The haunting melody heard throughout Ken Burns’ epic series The Civil War, Ashokan Farewell was, ironically enough, not a true Civil War era song at all, but was instead written by a modern-day fiddle artist named Jay Ungar in 1982. And as it turns out, the song had absolutely nothing to do with the war, but was instead composed by Ungar to express the feelings of melancholy and loss he and his wife, Molly Mason, shared each year when the summer music camp they ran near the Ashokan Reservoir, in upstate New York, shut down for the winter.

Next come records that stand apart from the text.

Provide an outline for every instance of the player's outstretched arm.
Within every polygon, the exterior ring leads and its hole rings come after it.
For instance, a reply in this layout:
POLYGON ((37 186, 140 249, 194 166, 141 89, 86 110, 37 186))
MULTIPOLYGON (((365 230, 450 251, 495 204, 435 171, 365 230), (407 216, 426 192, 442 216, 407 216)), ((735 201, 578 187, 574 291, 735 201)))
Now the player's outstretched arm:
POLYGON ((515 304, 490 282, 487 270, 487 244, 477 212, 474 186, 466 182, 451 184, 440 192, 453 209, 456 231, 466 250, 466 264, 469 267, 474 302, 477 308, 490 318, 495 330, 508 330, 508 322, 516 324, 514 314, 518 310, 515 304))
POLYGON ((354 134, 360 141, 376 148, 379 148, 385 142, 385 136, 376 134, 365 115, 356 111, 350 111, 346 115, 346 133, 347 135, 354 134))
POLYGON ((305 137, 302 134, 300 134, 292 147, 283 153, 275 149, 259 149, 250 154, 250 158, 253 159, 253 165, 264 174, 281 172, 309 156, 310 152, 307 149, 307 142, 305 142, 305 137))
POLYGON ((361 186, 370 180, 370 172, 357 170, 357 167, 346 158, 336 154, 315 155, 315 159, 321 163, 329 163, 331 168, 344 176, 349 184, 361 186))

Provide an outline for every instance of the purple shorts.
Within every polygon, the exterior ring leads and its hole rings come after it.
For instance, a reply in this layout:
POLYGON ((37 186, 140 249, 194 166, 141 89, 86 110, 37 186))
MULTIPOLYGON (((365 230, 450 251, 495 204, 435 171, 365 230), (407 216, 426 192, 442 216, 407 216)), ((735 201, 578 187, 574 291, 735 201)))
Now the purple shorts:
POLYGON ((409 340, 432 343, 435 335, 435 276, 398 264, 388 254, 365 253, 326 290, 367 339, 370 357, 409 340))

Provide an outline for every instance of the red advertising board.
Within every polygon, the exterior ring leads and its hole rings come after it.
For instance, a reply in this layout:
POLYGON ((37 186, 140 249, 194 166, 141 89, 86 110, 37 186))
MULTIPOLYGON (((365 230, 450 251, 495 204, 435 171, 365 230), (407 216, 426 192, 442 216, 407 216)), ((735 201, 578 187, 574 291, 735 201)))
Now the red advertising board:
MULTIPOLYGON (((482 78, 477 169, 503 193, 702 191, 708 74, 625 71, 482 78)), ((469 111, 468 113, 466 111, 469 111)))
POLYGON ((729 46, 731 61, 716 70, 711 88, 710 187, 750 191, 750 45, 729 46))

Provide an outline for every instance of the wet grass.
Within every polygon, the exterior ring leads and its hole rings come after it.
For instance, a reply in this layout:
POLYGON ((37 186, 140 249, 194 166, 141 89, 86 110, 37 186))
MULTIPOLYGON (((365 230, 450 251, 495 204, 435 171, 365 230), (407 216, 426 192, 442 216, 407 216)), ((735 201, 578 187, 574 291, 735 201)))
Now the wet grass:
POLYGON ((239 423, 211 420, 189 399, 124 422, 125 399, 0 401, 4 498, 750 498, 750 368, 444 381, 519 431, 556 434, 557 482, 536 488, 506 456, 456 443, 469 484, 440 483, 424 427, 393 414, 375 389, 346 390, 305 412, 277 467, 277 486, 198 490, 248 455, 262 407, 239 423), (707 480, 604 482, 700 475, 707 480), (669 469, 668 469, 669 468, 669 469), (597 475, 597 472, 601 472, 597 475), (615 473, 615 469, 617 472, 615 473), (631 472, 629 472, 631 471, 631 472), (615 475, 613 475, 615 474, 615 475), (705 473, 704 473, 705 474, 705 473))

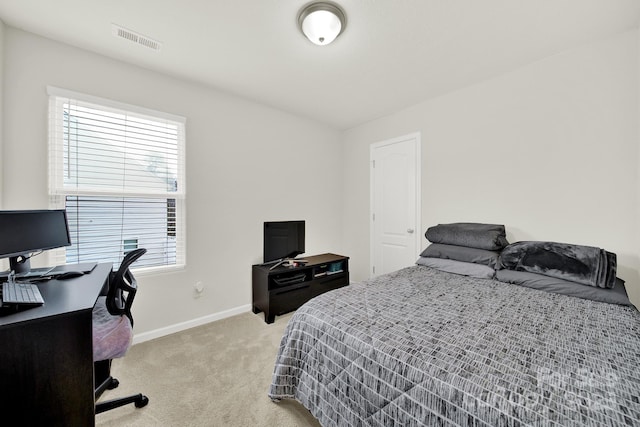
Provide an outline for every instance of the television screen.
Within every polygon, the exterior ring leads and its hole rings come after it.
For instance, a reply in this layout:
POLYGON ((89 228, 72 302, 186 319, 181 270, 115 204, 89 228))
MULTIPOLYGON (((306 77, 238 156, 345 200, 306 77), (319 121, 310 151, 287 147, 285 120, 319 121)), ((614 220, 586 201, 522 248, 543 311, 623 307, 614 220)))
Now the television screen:
POLYGON ((304 231, 304 221, 265 222, 263 262, 295 258, 303 254, 304 231))

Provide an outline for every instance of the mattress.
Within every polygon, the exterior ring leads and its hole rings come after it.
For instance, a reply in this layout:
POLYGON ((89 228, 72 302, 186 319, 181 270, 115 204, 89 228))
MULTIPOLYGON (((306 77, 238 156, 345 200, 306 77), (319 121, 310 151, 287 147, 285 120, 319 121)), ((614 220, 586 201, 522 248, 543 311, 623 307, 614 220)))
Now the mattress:
POLYGON ((268 395, 328 426, 640 425, 640 314, 412 266, 290 319, 268 395))

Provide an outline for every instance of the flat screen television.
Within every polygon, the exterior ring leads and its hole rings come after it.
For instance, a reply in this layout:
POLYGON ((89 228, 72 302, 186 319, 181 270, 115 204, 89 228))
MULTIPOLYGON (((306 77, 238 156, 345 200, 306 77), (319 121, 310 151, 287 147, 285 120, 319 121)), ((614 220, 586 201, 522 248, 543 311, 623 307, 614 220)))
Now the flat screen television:
POLYGON ((70 245, 64 209, 0 211, 0 258, 16 274, 31 270, 33 254, 70 245))
POLYGON ((295 258, 304 253, 304 221, 264 223, 263 262, 295 258))

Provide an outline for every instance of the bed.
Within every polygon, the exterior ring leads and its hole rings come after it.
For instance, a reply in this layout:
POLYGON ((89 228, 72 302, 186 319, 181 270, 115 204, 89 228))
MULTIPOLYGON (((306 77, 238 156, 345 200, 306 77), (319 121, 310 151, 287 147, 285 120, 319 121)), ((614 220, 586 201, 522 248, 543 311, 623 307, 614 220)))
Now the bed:
POLYGON ((640 425, 640 314, 415 265, 299 308, 268 394, 324 427, 640 425))

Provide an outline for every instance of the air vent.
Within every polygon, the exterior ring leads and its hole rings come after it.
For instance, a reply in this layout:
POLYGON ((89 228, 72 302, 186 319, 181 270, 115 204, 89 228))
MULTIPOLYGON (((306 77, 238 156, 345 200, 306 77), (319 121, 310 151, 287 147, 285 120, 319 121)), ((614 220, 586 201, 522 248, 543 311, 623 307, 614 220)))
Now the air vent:
POLYGON ((153 49, 155 51, 160 51, 162 48, 162 43, 152 39, 151 37, 147 37, 140 33, 136 33, 135 31, 127 30, 116 24, 111 24, 111 32, 114 36, 120 37, 121 39, 129 40, 130 42, 137 43, 141 46, 144 46, 148 49, 153 49))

According to Ungar, who, along with his wife, belongs to a quartet called Fiddle Fever, “when I wrote the tune in 1982 I wasn't thinking about the Civil War. At the time, I had immersed myself in Scottish traditional music.” He recalls that he “composed Ashokan Farewell in 1982 shortly after the summer programs had come to an end. I was experiencing a great feeling of loss and longing for the lifestyle and the community of people that had developed at Ashokan that summer . . . I was in tears when I wrote Ashokan Farewell. I kept the tune to myself for months, slightly embarrassed by the emotions that welled up whenever I played it.”

In a video interview for the DVD release of The Civil War, Ungar describes how he came to write Ashokan Farewell

Ashokan Farewell is a tune that I wrote unintentionally, really. It was a moment of deep emotion after the summer camps at Ashokan had ended. It was the third summer, and it was an experiment every summer, you know, pulling this together. And it had been such a deeply moving experience and the community of people and the feeling of unity that we had had through music, and being away from the regular world was so important to me that when I’d gotten home, I had a sense of loss and longing; and I was looking for a Scottish lament, you know, that would express how I felt. And I couldn’t think of one, so I just started playing, and this tune came out. And it brought me to tears. And every time I played the beginning of it, for months afterward, I was brought to tears.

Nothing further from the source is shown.